The War over the Family

, Doubleday Anchor: 1983):

It matters little, in the final analysis, that here is a theory of language that rests on little or nothing beyond the emotions of the theorists. What matters a lot is that the theory legitimates a linguistic offensive that is part of a general political strategy. In this strategy, every masculine pronoun purged from a text, every insertion of "person" as a generic suffix, constitutes a symbolic victory in the larger struggle. Once again, everyone involved in these affairs intuitively understands what’s going on, which is precisely why emotions run so high on matters that to an outside or uninvolved observer might appear deafeningly trivial.

Philosopher Michael Levin stresses that self-consciousness is not a first step but the goal of language manipulation (

Feminism and Freedom,

New Brunswick, NJ.: Transaction 1987, p. 258).

Possibly because the only difficulty created by ordinary language is that feminists do not like it, feminist linguistic reform has become a kind of ongoing referendum about feminism itself…. As a result, whatever thought is to be conveyed in the act of communication is consciously subordinated to equity, with the collateral effect of obscuring whatever is actually being said…. Linguistic change legislated to conform to a worldview makes people self-conscious about their own language, an uncomfortable state of mind that may properly be called oppressive. Language is the vehicle of thought, and in an important sense speakers must be unconscious of choosing their words if they are to express their thoughts. When we become entangled in decisions about how to talk, we lose contact with the reality our thought is supposed to be about. Like playing the piano, language is largely a system of acquired habits, and fluent speech accompanied by constant conscious decisions about which words to utter is as difficult as fluent pianism accompanied by constant conscious decisions about which keys to hit.

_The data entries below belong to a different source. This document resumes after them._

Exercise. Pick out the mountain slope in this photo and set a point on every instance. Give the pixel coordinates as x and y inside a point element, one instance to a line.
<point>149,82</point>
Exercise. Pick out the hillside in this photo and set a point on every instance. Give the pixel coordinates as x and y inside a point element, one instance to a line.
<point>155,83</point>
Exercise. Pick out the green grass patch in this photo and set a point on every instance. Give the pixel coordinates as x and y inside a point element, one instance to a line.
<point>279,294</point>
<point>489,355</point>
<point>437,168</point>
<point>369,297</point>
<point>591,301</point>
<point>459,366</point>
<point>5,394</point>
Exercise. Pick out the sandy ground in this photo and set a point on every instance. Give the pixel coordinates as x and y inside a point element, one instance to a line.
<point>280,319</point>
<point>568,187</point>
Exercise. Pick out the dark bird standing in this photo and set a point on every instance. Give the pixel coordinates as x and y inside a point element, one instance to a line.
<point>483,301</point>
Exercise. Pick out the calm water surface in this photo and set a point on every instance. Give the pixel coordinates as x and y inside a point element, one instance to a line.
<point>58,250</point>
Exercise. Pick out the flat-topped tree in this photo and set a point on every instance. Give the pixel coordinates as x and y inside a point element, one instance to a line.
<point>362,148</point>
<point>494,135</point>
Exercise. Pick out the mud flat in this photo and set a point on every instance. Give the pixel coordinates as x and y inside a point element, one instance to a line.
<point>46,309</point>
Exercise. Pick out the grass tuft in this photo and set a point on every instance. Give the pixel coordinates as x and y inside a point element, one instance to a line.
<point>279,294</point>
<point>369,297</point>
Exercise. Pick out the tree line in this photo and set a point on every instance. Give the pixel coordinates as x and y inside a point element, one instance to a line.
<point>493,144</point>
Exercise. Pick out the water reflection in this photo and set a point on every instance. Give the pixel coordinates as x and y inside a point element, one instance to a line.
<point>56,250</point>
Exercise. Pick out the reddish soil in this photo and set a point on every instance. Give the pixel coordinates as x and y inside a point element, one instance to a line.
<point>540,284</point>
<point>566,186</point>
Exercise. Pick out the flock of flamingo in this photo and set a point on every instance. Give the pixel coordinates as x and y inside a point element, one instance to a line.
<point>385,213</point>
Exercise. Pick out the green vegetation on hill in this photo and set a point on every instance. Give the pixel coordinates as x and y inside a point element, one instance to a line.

The parties to the dispute over language will offer contrary explanations of their disagreement. Inclusivists claim that anti-inclusivists are consciously resisting a change in the language that has already happened; they are living in a dead past. Anti-inclusivists claim that "inclusive language" is a political etiquette enforced by taboo. Which group is right?

The superiority of the anti-inclusivist position can be demonstrated by this consideration: men are most likely to drop poses or affectations or consciously assumed stances in moments of fatigue, relaxation, or domestic security. Now, if inclusive language were indeed a reality of current English, anti-inclusivists would "slip" into it in moments of forgetfulness ("Did our postal carrier twist his or her ankle on the porch?"). On the other hand, if inclusivism is an etiquette, inclusivists would "slip" into ordinary non-inclusive language when their guard was down, using generic he, man, and so forth. There can be no serious doubt that inclusivists commit these slips-of-the- tongue considerably more frequently than their opponents. And the explanation is that "inclusive language" is not the language in which they think and through which they see the world but a complex system of prohibitions prohibitions they have not internalized and which they must commit to memory like the locations of the mines in a minefield.

The manuals, style-sheets, workshops, Government Printing Office directives, and even the heat that surrounds this controversy, all point to the same conclusion: "inclusive language" is not a medium but a message, and the message is ultimately political. Those who wish to promote this political message are perfectly free to do so, and have at their disposal many honorable and straightforward means of doing so. Forcing us to talk their talk at worship is not one them.